After a tumultuous few years, NSW Council of Social Service (NCOSS) is excited to unveil the 2022 Vision, Voice, Value conference to recognise the vital role the social services sector has played in ‘getting us through’. It will be an opportunity to reflect on their successes; and consider how they can capitalise on their growing visibility as essential service providers – and their position as the largest growth industry in the state – to overcome the challenges that the events of the last few years have heightened. They will hear from big picture thinkers, sector leaders and frontline voices.
Leveraging the sector’s collective wisdom, they will take stock of what they have achieved, what lies ahead and what is needed for the future.
This face-to-face and online conference will allow people from across NSW to share their knowledge and lived experiences, particularly in the aftermath of fire, floods and COVID-19. And to grasp the opportunity to identify barriers and solutions to support real change. Attendees will actively engage with each other in thought-provoking discussions at this inspiring and insightful event.
Who should attend
The conference is FREE and for staff of not-for-profit organisations who operate in NSW with annual revenue of under $5 million.

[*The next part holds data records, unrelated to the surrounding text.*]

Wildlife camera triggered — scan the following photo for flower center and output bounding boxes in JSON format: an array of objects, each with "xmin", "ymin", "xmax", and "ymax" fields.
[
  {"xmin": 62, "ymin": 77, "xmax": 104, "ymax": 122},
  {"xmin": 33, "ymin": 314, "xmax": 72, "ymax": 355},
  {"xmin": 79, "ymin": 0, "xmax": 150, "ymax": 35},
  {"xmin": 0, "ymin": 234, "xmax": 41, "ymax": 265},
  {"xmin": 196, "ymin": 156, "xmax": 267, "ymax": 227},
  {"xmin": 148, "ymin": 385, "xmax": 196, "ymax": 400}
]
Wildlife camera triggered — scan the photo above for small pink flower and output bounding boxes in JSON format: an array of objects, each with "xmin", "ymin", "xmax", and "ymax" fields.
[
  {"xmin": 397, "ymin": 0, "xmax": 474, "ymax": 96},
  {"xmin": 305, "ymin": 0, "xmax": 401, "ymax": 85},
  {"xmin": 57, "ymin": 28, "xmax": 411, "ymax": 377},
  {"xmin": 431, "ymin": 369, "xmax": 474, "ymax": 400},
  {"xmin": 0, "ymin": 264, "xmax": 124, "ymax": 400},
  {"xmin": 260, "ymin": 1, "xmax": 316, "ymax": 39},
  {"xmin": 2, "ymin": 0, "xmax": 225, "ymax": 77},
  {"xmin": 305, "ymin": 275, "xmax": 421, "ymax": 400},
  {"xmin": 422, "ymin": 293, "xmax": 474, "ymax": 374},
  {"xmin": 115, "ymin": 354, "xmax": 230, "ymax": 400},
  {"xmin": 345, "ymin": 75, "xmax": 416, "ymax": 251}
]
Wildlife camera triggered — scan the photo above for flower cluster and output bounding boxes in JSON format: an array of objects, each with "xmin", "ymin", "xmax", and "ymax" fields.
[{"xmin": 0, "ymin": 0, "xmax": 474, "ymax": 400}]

They’d particularly love for you to join them if you’re:
– an Aboriginal Controlled Community Organisation (ACCO); and/or
– located in a regional or remote area; and/or
– a small organisation who receives the majority of their income from the NSW Government
This is an in-person event in Sydney for no more than 180 participants. Online options and regional ‘watch parties’ are currently being planned, too!
– MC – Dee Madigan
Dee Madigan is a well-known panelist on Gruen, a creative Director with a strong background in social and political marketing, and a board member of Australians for Mental Health and Per Capita Australia.
– Dr Richard Denniss
Dr Richard Denniss is a prominent Australian economist, author and public policy commentator. Richard was described by Mark Kenny in the Sydney Morning Herald as “a constant thorn in the side of politicians on both sides due to his habit of skewering dodgy economic justifications for policy”.
Rebel Theatre is in the spanking new premises of The Australian Theatre for Young People (ATYP), a not-for-profit national youth theatre company that connects young people with the professional theatre industry.
Located on the traditional lands of the Gadigal people, Pier 2/3 is one half of the Walsh Bay Arts Precinct, a premier arts and culture hub in Sydney that’s currently home to nine of the nation’s foremost performing arts companies.